I first had the opportunity to meet Ashneer before the day of the event over dinner. When I watched him on Shark Tank, I thought of him as unorthodox and distinctive. After meeting him in person, I realised how interesting he is. His sense of humour, wit and a different state of perception regarding startup ecosystems makes him 'The Ashneer Grover'.
If you have seen Ashneer live during the event, you're fortunate. If you haven't, you probably saw social media flooded with the takeaways from his session, where he was in a fireside chat hosted by Ayman Sadiq.
Here are some of the takeaways I loved most from the entire chat.
Ayman began the session by asking him how much Ashneer would agree to pay for a million subscribers. The crowd roared when Ashneer replied that he wouldn't pay a penny.
"Subscribers are earned, not bought. Their love and recognition for your brand are priceless. If you can buy them with money, they would go to another brand that offers them more money the next day."
I loved how he stated this as a marketer because I know how some brands prioritise manipulated metrics, e.g. the number of likes and impressions, instead of quality projects that could bring them, loyal customers.

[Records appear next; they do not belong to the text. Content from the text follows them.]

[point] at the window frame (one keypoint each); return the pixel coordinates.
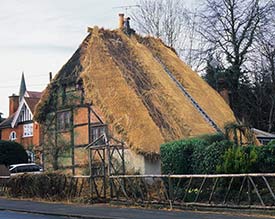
(13, 136)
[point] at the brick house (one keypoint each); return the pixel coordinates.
(19, 126)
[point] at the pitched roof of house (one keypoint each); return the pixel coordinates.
(31, 102)
(7, 122)
(129, 79)
(33, 94)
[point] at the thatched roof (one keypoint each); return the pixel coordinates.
(123, 77)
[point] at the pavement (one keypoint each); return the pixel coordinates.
(105, 211)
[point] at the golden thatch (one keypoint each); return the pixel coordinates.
(123, 77)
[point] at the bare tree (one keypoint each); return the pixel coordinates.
(230, 28)
(263, 69)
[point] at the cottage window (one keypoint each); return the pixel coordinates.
(13, 136)
(28, 130)
(97, 131)
(63, 120)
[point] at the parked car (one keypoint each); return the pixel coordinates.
(16, 169)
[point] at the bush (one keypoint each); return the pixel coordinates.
(193, 156)
(206, 158)
(48, 186)
(176, 156)
(12, 153)
(265, 159)
(239, 159)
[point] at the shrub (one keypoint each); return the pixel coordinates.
(266, 159)
(206, 158)
(49, 186)
(176, 156)
(194, 155)
(12, 153)
(239, 159)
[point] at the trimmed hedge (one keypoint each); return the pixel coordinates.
(212, 154)
(12, 153)
(193, 156)
(48, 186)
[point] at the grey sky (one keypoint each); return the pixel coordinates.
(39, 36)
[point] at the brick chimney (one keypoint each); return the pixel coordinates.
(225, 95)
(14, 104)
(121, 21)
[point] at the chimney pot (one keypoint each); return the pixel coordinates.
(121, 21)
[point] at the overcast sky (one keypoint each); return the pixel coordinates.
(39, 36)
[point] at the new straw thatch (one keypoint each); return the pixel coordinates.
(124, 79)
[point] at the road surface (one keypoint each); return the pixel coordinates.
(16, 215)
(19, 209)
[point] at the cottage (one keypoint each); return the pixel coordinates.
(134, 88)
(19, 126)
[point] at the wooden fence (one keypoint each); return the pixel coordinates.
(224, 190)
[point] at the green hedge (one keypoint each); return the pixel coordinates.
(194, 155)
(211, 154)
(12, 153)
(48, 186)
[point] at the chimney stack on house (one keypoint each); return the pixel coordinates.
(121, 21)
(51, 76)
(14, 104)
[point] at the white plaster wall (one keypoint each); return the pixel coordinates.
(152, 166)
(134, 163)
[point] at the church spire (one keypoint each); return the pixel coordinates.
(23, 88)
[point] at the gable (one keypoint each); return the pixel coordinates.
(23, 113)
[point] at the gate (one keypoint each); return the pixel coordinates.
(106, 158)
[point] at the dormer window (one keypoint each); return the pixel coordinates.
(12, 136)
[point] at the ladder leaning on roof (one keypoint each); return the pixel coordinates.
(190, 98)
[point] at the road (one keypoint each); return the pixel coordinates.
(19, 209)
(16, 215)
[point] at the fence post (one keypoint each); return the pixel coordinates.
(171, 189)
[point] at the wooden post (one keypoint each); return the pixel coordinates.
(213, 190)
(72, 140)
(269, 188)
(171, 189)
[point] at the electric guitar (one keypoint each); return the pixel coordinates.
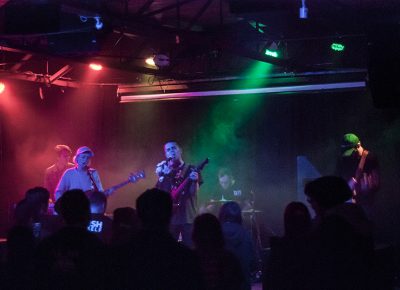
(177, 192)
(133, 178)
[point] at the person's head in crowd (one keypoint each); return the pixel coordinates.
(20, 243)
(230, 212)
(154, 209)
(297, 220)
(327, 192)
(74, 208)
(225, 178)
(63, 153)
(26, 213)
(38, 195)
(98, 202)
(207, 233)
(351, 145)
(125, 217)
(125, 225)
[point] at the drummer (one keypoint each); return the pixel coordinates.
(229, 190)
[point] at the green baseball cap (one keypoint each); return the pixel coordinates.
(349, 144)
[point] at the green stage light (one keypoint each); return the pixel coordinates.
(271, 53)
(258, 25)
(337, 46)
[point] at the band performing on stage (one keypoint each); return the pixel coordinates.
(217, 243)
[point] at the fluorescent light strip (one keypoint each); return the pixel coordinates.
(287, 89)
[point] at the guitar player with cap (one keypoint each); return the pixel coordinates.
(360, 168)
(81, 176)
(171, 173)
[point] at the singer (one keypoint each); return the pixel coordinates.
(81, 176)
(171, 173)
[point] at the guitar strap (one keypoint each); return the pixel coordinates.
(92, 179)
(361, 164)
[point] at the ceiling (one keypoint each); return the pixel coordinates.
(53, 41)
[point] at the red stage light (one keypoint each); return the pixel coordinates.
(96, 66)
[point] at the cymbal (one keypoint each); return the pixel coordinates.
(250, 211)
(219, 200)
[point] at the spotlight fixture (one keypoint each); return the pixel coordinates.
(335, 46)
(99, 24)
(96, 66)
(150, 61)
(303, 12)
(272, 49)
(2, 87)
(161, 60)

Ashneer mentioned that when startups pitch their ideas to him, he often suggests a change in their ideas. But when the founders immediately respond, saying they would follow Ashneer's advice and work in his suggested way, Ashneer gets a bad impression.

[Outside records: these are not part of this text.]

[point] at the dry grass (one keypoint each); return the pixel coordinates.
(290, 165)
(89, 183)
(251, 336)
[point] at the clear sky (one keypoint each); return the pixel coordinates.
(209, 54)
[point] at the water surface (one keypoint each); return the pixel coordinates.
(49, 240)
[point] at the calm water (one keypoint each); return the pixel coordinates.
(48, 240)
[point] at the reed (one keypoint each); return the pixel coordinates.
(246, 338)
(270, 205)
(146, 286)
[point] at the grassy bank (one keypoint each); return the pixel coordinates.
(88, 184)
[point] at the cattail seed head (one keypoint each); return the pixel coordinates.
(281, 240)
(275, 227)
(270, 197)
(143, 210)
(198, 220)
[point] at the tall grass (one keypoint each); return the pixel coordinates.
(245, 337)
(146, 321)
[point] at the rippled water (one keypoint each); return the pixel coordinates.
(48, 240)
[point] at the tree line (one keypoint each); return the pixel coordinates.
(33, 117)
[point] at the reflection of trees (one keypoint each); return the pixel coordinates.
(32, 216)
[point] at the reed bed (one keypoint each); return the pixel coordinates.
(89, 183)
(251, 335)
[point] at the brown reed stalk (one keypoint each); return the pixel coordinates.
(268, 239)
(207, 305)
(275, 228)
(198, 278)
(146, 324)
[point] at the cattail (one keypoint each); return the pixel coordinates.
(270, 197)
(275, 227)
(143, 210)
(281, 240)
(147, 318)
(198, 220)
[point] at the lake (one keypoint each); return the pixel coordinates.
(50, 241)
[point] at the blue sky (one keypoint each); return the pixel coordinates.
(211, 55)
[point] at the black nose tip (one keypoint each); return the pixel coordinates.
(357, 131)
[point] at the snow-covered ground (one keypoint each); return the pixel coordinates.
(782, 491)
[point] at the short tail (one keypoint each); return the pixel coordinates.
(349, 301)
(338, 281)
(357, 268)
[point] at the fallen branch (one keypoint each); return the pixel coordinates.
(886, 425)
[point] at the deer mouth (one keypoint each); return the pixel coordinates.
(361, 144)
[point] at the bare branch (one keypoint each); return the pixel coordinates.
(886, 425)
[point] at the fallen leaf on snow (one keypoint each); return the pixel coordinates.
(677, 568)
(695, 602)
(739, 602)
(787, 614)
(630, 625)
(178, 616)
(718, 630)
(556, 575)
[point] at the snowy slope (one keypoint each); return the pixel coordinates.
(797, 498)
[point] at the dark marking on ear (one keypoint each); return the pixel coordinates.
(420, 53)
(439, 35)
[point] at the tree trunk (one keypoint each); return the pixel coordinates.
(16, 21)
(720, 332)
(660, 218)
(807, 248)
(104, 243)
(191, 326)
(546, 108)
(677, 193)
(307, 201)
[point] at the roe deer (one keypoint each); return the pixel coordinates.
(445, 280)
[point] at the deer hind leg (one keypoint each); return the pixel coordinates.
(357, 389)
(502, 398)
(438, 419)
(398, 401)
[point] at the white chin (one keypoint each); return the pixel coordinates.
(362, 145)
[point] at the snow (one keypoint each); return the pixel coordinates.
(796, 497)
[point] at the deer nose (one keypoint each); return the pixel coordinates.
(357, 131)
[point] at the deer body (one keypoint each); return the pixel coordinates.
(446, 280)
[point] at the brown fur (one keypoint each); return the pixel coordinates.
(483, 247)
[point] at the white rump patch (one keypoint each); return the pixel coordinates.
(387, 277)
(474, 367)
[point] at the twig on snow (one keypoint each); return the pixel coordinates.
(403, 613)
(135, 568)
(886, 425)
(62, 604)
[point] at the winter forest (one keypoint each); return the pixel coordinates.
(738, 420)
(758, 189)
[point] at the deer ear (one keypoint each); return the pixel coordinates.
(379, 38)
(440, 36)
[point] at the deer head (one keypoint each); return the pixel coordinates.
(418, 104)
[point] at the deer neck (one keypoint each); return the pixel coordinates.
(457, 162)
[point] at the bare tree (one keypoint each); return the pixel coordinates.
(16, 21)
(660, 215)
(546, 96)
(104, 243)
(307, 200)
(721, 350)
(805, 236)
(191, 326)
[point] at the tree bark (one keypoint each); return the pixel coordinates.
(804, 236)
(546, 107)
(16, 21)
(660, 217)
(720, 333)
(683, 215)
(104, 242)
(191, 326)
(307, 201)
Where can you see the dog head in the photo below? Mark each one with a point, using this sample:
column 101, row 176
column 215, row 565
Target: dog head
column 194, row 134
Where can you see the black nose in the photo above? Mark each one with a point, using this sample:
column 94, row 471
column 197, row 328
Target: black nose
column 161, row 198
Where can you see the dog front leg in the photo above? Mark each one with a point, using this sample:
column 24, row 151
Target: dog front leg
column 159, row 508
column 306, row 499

"It was a test. I am just another investor. If you're pitching to get money, and I ask you to modify the idea, and you do it, what good is your idea? You should have the courage to reject my suggestion if it is far away from the idea you shared in the first place. You should strongly believe in your idea," he said.
This is something I think we can all relate to if we believe firmly in our idea, whether a startup or a corporate project, we should abide by it.
Finally, he stated the importance of finding the right co-founders. Often, we think that we know everything, but it's crucial to find someone who has the relevant experience and skills and will help the startup grow.
I believe you're thinking that there are so many more lessons from Ashneer that you wanted me to write about. But an article won't do justice to the fireside chat that the young crowd would probably call 'lit'. I hope these lessons remain instilled in me and I can follow them. If I'm fortunate enough to meet Ashneer again for another dinner someday, I'll tell him about his words' impact on our energetic crowd.
The writer is the Chief Business Officer of The Daily Star. He is also the former CMO of Daraz Bangladesh and an alumni member of the IVLP Exchange Program of US State department.